My bad y’all! I had a flashback. That’s a real-life example of how lack of accountability happens prefaced by blame.

Children, we have to do some work as well. We have to accept that our parents may not be or ever become who we need them to be. We have to let go of the expectations we have of them.

I envisioned my relationship with my parents to be intimate and open. I imagined being able to disclose all my deepest darkest secrets and knowing they would always be there to support me. I thought I would always be my parents first choice.

Each and every one of those desires are not met. My mother and I are close, but not that close. I can’t tell her everything. There are just some truths she can’t handle.

For most, if not all of my childhood, I was never either one of my parents first choice. It was always someone or something that took precedence over me. Hurt like hell, but it is what it is.

Changing the narrative, reparenting myself, and unlearning behaviors and negative thoughts allowed me to meet my parents where they are.

This is where some of my elders and old school saints are going to condemn and disagree and that’s YOUR problem, take it up with Jesus, I even had to go as far as accepting that a relationship with my parents isn’t required.

Yep, it’s true. I can love you dearly, deeply, and not be connected to you.

Yes saints, the good book says “Honor your father and mother that your days may be long…” I agree. Sometimes honor is disconnection. Disconnection doesn’t have to be finite. It can mean you don’t engage until you learn how to not react, not take things personally, and not feel responsible for someone else’s feelings, wants, and needs.

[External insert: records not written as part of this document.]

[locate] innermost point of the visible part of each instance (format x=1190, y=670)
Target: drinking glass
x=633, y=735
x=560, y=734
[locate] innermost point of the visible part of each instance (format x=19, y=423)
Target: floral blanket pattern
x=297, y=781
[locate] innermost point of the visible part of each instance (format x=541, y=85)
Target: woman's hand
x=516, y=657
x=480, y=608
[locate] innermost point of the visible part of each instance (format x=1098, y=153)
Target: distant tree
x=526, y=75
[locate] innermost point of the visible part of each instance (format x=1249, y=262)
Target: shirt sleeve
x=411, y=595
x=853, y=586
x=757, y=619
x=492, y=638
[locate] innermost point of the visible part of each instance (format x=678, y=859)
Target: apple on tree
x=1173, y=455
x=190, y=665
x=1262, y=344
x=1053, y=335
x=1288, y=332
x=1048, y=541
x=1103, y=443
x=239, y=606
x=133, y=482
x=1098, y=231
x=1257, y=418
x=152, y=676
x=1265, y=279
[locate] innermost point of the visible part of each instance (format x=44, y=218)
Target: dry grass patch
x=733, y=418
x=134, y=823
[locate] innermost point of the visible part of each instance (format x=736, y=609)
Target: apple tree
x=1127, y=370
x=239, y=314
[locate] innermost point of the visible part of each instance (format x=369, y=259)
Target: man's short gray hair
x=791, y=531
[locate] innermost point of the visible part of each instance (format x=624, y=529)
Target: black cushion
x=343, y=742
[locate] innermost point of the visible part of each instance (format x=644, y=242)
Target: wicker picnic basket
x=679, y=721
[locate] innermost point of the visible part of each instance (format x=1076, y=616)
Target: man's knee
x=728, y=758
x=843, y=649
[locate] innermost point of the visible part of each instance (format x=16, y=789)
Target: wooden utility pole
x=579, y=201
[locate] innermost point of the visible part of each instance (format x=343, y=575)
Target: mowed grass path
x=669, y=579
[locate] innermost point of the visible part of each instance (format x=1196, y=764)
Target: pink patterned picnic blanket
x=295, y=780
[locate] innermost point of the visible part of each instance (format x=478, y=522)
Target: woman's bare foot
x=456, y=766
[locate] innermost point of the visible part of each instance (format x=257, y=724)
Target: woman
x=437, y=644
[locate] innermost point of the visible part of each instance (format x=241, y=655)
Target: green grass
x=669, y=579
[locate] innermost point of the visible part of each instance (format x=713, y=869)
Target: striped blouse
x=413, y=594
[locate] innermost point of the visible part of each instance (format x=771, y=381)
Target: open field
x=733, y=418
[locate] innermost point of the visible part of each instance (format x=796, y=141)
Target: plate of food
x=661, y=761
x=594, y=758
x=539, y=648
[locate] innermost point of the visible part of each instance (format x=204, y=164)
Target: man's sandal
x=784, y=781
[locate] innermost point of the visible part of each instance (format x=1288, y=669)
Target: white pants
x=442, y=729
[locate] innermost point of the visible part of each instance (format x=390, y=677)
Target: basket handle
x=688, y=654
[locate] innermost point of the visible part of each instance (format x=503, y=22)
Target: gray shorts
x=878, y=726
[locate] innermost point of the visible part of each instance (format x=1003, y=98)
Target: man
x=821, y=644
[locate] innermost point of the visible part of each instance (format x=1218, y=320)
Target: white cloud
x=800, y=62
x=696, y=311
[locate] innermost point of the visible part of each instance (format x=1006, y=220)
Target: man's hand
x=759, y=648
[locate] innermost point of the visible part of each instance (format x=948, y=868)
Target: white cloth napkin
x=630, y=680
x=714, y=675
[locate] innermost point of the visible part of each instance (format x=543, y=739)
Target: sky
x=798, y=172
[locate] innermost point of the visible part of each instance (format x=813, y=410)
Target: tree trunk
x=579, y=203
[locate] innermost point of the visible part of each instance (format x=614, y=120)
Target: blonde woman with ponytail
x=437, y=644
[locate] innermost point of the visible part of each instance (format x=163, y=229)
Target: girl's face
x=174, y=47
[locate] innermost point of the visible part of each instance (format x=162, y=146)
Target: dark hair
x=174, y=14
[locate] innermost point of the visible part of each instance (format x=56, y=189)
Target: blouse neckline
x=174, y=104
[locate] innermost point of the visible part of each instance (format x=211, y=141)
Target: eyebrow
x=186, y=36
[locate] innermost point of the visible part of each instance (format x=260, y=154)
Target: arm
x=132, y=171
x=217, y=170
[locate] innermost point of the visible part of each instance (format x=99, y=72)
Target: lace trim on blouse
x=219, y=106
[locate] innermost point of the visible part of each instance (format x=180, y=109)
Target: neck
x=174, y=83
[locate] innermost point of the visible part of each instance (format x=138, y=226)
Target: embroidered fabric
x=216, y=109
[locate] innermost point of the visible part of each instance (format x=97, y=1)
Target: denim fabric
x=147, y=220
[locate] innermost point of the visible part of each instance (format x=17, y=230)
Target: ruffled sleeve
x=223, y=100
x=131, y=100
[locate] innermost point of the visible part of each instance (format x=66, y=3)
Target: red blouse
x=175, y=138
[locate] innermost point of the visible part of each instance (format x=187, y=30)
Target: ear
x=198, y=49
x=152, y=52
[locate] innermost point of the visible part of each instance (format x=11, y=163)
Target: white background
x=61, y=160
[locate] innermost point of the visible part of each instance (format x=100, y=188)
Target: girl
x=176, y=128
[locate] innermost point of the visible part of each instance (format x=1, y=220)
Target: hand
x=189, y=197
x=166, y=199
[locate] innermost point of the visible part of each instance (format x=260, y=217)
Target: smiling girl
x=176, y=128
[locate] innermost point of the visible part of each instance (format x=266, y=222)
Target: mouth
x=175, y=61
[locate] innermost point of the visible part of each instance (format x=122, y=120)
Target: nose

The truth of the matter is that we are the best and worst of our parents. What they have in them we have in us. The great part about it, we learn two very important lessons from them: what to do and what not to do.

Dr. C always says, “People do what they know how to do.” What they know how to do may be the best they can do, and the hurtful truth is, their best may not be good enough.

How can you say that if it’s their best?

If you knew better, you’d do better!

Many of our parents know better, because we tell them. They choose not to change. I swear it’s a Gen X thing. They are stuck in their ways. Because it’s the way their parents did it that means it must be right. WRONG!

We can’t change them. You can lead a horse to water, but you can’t make it drink.

Navigating parental relationship is hard. It’s learning how to be present, understanding, and honoring your boundaries. That looks different for everyone.

For me, that meant disconnecting. Toxic is toxic. I knew that if I continuously engaged in that relationship, I was dishonoring myself and all my hard work was going to waste.

I don’t love him any less, but I am not willing to sacrifice my peace for the sake of relationship.

Your parents aren’t perfect; they’re flawed humans, just like you. The hard part is seeing them as humans while knowing their role in your life.

I’ll leave you with this: you are only as good as the chances you take and the changes you make.

Don’t shy away from the tough conversations. Ask the questions, express how you feel, and when met with opposition and resistance, know when to let go. It’s not about right or wrong, but accountability and capacity to forgive and move on.

Parents, hear your children with an open mind. Accept that you did some things wrong and acknowledge how your decisions impacted your child/ren. Apologize with changed behavior.

Children, express yourself respectfully. Appreciate that your parents did the best they could with what they had. Give them the opportunity to show you different.

Together, love each other. Continue to hold each other accountable and have the tough conversations because there will be times when you all disagree. Practice makes improvement. Everyday practice communication, forgiveness, setting boundaries, and understanding.

Healing is a journey; you choose where you want to go.